Trotz allen diesen eben beschriebenen Schwierigkeiten ist aber die böhmische Maschinen-Industrie immer gestanden und steht heute noch auf der vollsten Höhe technischen Könnens. Schon der officielle Bericht über die Wiener Weltausstellung 1873 thut ihrer rühmlichste Erwähnung, wie sie überhaupt auf allen Ausstellungen, an denen sie sich betheiligte, so unter vielen anderen insbesondere auch auf der Pariser Weltausstellung 1878 die ersten Auszeichnungen errang. Das glänzendste Zeugnis, welches ihr in dieser Beziehung gegeben werden konnte, ist wohl jenes Riedlers, des Professors an der technischen Hochschule in Berlin, der eine Autorität auf dem Gebiete des Maschinenbaues und durch mehrfache Studienreisen mit den Verhältnissen Amerikas so gut wie mit jenen von Europa bekannt in der «Zeitschrift des Vereines deutscher Ingenieure» anlässlich der Besprechung der auf der Weltausstellung in Chicago exponirten Dampfmaschinen ausdrücklich sagte:

«Die letzte Prager Landesausstellung hat beispielsweise auf dem Gebiete des allgemeinen Maschinen­baues Besseres und Lehrreicheres geboten als die grosse Maschinenhalle in Chicago.»
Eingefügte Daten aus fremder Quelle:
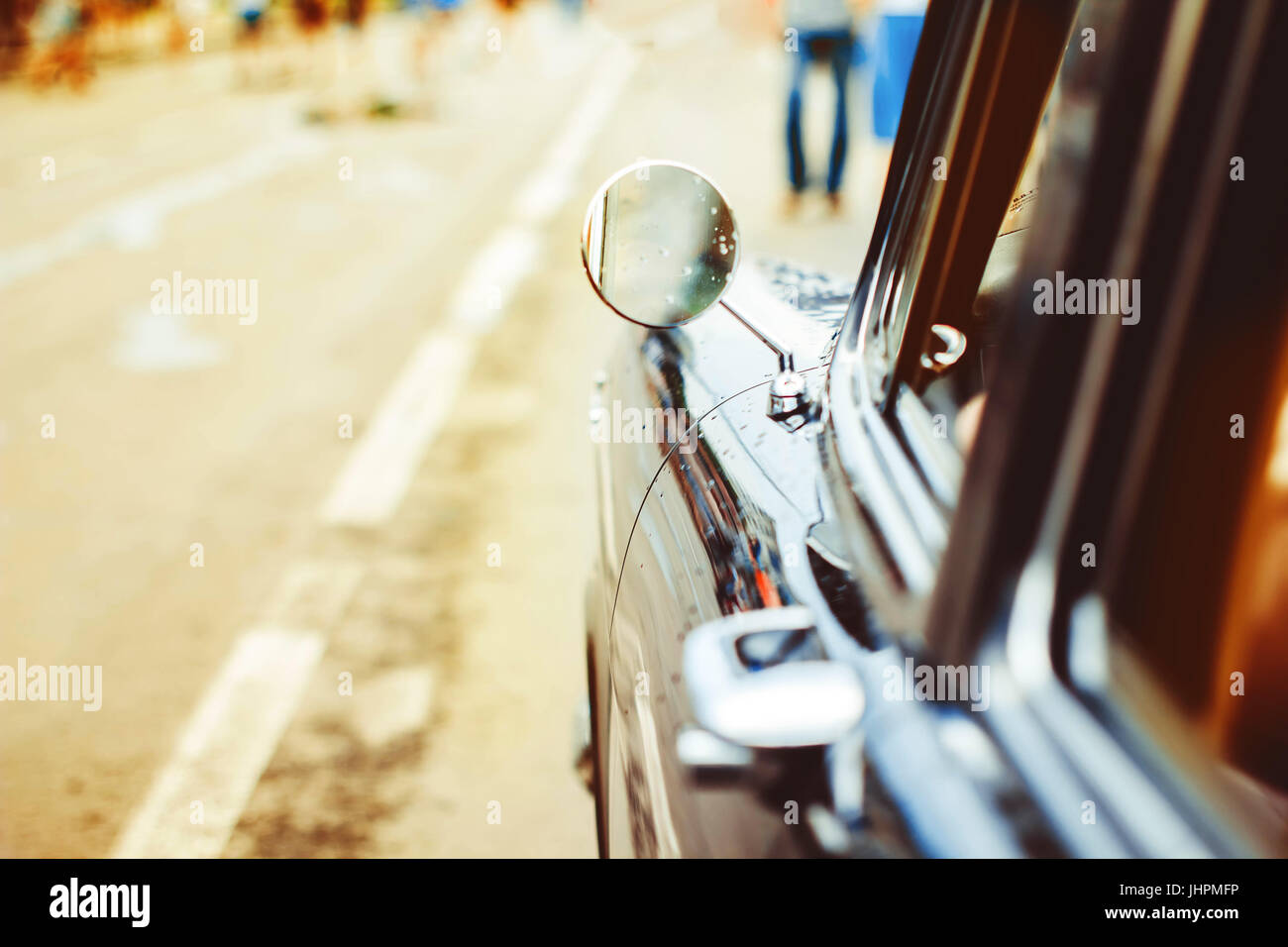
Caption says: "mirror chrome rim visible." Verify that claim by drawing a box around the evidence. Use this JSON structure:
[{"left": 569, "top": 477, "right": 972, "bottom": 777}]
[{"left": 580, "top": 158, "right": 742, "bottom": 329}]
Der officielle Bericht jener Ausstellung constatirt denn auch, dass «auf dem Gebiete des Baues von Dampfkesseln und Dampfmaschinen, Brauerei- und Brennerei-Einrichtungen, Bergwerksmaschinen und der für die Entwicklung der böhmischen Industrie so wichtigen Maschinen und Apparate für Zucker- fabrication geradezu Unübertreffliches geboten» wurde, und dass der böhmische Maschinenbau «in seiner technischen Entwicklung der Concurrenz des Weltmarktes siegreich die Spitze zu bieten vermag» und den «Wettkampf selbst mit den renommirtesten Schweizer Firmen, was Solidität der Ausführung und Brennstoffökonomie betrifft, siegreich bestanden hat».
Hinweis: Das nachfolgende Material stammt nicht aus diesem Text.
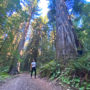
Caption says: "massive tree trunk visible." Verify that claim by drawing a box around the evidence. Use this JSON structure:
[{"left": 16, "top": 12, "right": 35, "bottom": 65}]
[{"left": 56, "top": 0, "right": 77, "bottom": 63}]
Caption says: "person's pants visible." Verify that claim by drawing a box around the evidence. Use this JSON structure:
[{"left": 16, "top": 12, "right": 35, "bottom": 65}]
[{"left": 31, "top": 67, "right": 36, "bottom": 78}]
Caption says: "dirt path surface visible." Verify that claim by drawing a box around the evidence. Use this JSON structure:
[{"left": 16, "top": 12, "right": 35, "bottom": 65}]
[{"left": 0, "top": 74, "right": 63, "bottom": 90}]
Die böhmische Maschinen-Industrie hat ihre hohe technische Entwicklung in erster Reihe der aus­gezeichneten Vorbildung ihrer Ingenieure auf den Prager technischen Hochschulen zu danken, welche bekanntlich die hervorragendsten theoretischen und praktischen Fachleute heranziehen, deren viele selbst im Auslande als Autoritäten anerkannt sind. Unsere Maschinen-Industriellen bleiben aber auch im praktischen Leben stets in dem engsten Contacte mit den technischen Hochschulen und deren aus­gezeichneten Lehrern, und diese stetige und rege Wechselbeziehung beider war es gewiss nicht am wenigsten, welche zu der heutigen Entwicklung unserer Industrie führte.
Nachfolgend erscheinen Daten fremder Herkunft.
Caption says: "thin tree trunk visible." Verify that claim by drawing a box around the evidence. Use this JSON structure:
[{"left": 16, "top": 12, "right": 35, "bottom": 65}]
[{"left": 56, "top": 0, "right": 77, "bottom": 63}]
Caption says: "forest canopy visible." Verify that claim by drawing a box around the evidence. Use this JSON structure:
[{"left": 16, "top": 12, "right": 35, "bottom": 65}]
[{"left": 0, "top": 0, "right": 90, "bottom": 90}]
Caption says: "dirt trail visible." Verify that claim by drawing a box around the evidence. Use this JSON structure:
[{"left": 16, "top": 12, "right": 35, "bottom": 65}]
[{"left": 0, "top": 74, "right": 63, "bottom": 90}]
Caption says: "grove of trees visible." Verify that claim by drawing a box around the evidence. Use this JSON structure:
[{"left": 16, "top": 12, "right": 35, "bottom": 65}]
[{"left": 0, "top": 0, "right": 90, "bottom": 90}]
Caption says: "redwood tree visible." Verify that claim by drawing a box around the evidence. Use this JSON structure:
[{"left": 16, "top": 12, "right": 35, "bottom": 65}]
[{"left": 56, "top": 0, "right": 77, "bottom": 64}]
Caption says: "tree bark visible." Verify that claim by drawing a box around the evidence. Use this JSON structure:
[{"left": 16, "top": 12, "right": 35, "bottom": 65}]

Ein nicht minderes Verdienst hieran gebührt dem ausgezeichneten Arbeiterstämme, über welchen der böhmische Maschinenbau verfügt; unsere Arbeiter sind von einer hervorragenden Intelligenz und dabei auch zu der manuellen Arbeit so befähigt, dass ihnen selbst die schwierigsten Arbeiten mit vollstem Vertrauen übertragen werden können. Unsere Industriellen haben denn ihren Arbeitern die Anerkennung auch in materieller Hinsicht nie vorenthalten; die Löhne der böhmischen Maschinenbau-Arbeiter sind wohl die relativ höchsten in Oesterreich, die Arbeiter-Wohlfahrtseinrichtungen der böhmischen Maschinen­industrie wohl die relativ zahlreichsten und weitgehendsten; die böhmischen Maschinenfabriken haben schon im Jahre 1871 freiwillig den zehnstündigen Normalarbeitstag eingeführt, also zu einer Zeit, w r o von einem gesetzlichen obligatorischen Arbeitstage noch keine Rede war.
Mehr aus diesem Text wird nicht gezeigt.